CHINA / SOCIETY
China's first 'space rice' that made round trip to moon yields grain
Published: Jul 11, 2021 06:35 PM
The return capsule of China's Chang'e-5 probe lands in Siziwang Banner, north China's Inner Mongolia Autonomous Region, on Dec. 17, 2020.(Photo: Xinhua)

The return capsule of China's Chang'e-5 probe lands in Siziwang Banner, north China's Inner Mongolia Autonomous Region, on Dec. 17, 2020. Photo: Xinhua



China's first batch of rice seeds that traveled 23 days in space on the Chang'e-5 lunar probe in November 2020 have begun yielding grain, which experts said will enrich China's grain varieties and safeguard the country's food security, and also lay grounds for future manned deep-space explorations to the moon, Mars and other celestial bodies.

After over four months of growth, the dropping ears of the 2,000 "space rice plants" at the space breeding research center of the South China Agricultural University in South China's Guangdong Province promise a fruitful harvest, as researchers bagged the seeds that are each 1 centimeter long into three large parcels, China Media Group reported on Sunday. 
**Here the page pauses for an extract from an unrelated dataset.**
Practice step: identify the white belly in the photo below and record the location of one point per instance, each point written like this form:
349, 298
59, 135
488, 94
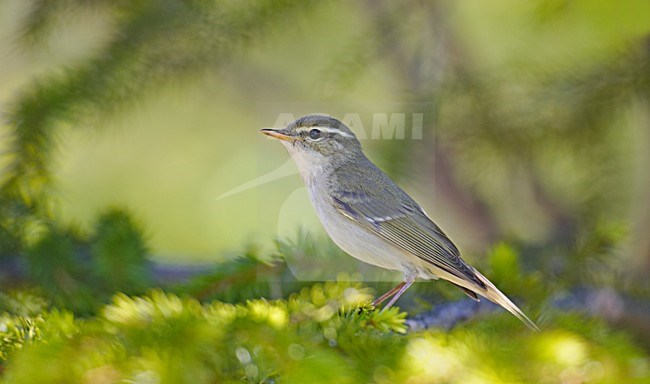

The best seeds will be bred in laboratories and later planted in fields, which are expected to offer new varieties of rice that would boost China's grain harvest and enhance the breeding industry's efficiency, said Guo Tao, deputy director at the research center, according to the China Media Group's report. 

The topic generated heated discussion among Chinese netizens, who wondered when the "rice from heaven" will land on their dinner tables. In response, Guo said it would still take three to four years before the rice enters the market. 

"It will take a few more generations and go through a series of tests, comparisons and regional trials before passing provincial- and state-level reviews," Xu Lei, a rice breeding expert based in one of China's major rice production fields of Panjin, Northeast China's Liaoning Province, told the Global Times on Sunday. 

He noted that only high-yielding, high-quality varieties that prove to be resistant to diseases would be officially recognized as stable varieties that could be promoted nationwide.

The space seeds can also contribute to China's hybrid rice breeding, Guo said. By applying the space breeding technology to super hybrid rice, the seeds can provide more and better genetic sources to expand the seed bank. 

Space breeding has always been an unrelenting passion for scientists around the world to study the influence of cosmic rays, and a vacuum, microgravity space environment on organisms from the Earth, Wang Ya'nan, a space analyst and chief editor of Beijing-based Aerospace Knowledge magazine, told the Global Times on Sunday.

With the Chang'e-5 lunar probe, rice seeds have traveled into deep space, where a wider range of challenges adds to the complexity of space breeding - but where the process also produces more significant genetic effects that enhance people's understanding of life science in space, experts noted. 

Such technology in China will not be limited to carrying seeds, Wang added, but it could also lead to planting in space for longer terms when China's space station starts to operate. 

"With long-term human stays at the space station, researchers are hoping to conduct experiments to test a self-recycling ecosystem in space, which will greatly cut costs and reduce the resources needed for future manned spaceflights. This will support more deep-space explorations, including the building of a lunar research base and manned missions to Mars," Wang said.